In the wake of the 2016 election, U.S. intelligence agencies publicly endorsed the consensus view, saying what American spooks had long alleged privately: Fancy Bear is a creature of the Kremlin.
But the U.S. intelligence community provided little proof, and even media-friendly cybersecurity companies typically publish only summaries of their data.
That makes the Secureworks’ database a key piece of public evidence — all the more remarkable because it’s the result of a careless mistake.
Secureworks effectively stumbled across it when a researcher began working backward from a server tied to one of Fancy Bear’s signature pieces of malicious software.
He found a hyperactive Bitly account Fancy Bear was using to sneak thousands of malicious links past Google’s spam filter. Because Fancy Bear forgot to set the account to private, Secureworks spent the next few months hovering over the group’s shoulder, quietly copying down the details of the thousands of emails it was targeting.
The AP obtained the data recently, boiling it down to 4,700 individual email addresses, and then connecting roughly half to account holders. The AP validated the list by running it against a sample of phishing emails obtained from people targeted and comparing it to similar rosters gathered independently by other cybersecurity companies, such as Tokyo-based Trend Micro and the Slovakian firm ESET.
The Secureworks data allowed reporters to determine that more than 95 percent of the malicious links were generated during Moscow office hours — between 9 a.m. and 6 p.m. Monday to Friday.

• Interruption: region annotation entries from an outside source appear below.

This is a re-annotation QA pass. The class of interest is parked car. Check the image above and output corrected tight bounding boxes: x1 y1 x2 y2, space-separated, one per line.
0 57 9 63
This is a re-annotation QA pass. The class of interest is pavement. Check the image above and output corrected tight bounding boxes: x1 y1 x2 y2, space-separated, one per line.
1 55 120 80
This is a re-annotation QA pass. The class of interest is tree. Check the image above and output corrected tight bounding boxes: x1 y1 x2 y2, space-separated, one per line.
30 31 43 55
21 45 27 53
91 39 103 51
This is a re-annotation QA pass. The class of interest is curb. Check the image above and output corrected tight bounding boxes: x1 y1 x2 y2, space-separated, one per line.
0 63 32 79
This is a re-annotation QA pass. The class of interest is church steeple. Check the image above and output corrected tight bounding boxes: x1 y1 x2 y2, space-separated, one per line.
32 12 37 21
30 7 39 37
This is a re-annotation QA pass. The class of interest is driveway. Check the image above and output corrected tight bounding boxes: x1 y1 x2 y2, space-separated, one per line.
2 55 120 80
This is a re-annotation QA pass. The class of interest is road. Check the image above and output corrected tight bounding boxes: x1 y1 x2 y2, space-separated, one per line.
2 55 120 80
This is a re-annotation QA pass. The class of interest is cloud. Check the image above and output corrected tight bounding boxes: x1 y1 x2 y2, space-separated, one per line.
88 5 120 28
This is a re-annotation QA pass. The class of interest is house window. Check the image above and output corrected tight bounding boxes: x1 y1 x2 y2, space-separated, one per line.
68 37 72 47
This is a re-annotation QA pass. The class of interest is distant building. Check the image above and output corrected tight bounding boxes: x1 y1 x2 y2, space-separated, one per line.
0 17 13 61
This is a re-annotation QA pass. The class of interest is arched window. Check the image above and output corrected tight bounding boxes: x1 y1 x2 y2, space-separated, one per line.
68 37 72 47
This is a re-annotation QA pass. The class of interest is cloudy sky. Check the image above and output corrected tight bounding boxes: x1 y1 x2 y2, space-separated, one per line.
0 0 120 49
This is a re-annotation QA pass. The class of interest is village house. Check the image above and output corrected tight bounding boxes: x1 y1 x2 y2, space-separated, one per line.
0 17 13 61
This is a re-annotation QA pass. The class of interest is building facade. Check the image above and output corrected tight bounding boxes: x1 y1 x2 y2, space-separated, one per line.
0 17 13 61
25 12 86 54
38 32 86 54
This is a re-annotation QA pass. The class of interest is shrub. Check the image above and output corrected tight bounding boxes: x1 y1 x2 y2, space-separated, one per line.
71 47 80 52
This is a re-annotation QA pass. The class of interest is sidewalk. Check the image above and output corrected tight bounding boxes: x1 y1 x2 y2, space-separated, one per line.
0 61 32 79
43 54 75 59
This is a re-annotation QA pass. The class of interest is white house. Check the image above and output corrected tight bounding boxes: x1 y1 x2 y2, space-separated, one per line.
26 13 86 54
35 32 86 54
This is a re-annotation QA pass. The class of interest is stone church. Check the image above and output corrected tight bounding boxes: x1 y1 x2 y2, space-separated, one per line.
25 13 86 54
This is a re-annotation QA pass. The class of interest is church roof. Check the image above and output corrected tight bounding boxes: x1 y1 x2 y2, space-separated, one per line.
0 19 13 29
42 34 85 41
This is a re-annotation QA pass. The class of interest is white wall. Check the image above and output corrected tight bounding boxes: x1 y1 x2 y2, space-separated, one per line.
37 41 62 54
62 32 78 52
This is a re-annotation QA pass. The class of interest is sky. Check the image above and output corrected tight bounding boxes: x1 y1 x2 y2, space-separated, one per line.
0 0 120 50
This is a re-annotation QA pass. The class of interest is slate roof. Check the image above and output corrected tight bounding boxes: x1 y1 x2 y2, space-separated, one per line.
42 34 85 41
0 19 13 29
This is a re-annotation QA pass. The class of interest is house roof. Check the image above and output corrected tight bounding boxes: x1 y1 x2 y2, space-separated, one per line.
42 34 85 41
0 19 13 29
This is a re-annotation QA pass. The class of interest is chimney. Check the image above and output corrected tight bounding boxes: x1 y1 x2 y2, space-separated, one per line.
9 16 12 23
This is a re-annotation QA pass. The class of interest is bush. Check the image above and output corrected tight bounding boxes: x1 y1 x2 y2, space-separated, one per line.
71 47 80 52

The AP’s findings also track with a report that first brought Fancy Bear to the attention of American voters. In 2016, a cybersecurity company known as CrowdStrike said the Democratic National Committee had been compromised by Russian hackers, including Fancy Bear.
Secureworks’ roster shows Fancy Bear making aggressive attempts to hack into DNC technical staffers’ emails in early April 2016 — exactly when CrowdStrike says the hackers broke in.
And the raw data enabled the AP to speak directly to the people who were targeted, many of whom pointed the finger at the Kremlin.
“We have no doubts about who is behind these attacks,” said Artem Torchinskiy, a project coordinator with Navalny’s Anti-Corruption Fund who was targeted three times in 2015. “I am sure these are hackers controlled by Russian secret services.”
The myth of the 400-pound man
Even if only a small fraction of the 4,700 Gmail accounts targeted by Fancy Bear were hacked successfully, the data drawn from them could run into terabytes — easily rivaling the biggest known leaks in journalistic history.
For the hackers to have made sense of that mountain of messages — in English, Ukrainian, Russian, Georgian, Arabic and many other languages — they would have needed a substantial team of analysts and translators. Merely identifying and sorting the targets took six AP reporters eight weeks of work.
The AP’s effort offers “a little feel for how much labor went into this,” said Thomas Rid, a professor of strategic studies at Johns Hopkins University’s School of Advanced International Studies.
He said the investigation should put to rest any theories like the one then-candidate Donald Trump floated last year that the hacks could be the work of “someone sitting on their bed that weighs 400 pounds.”
“The notion that it’s just a lone hacker somewhere is utterly absurd,” Rid said.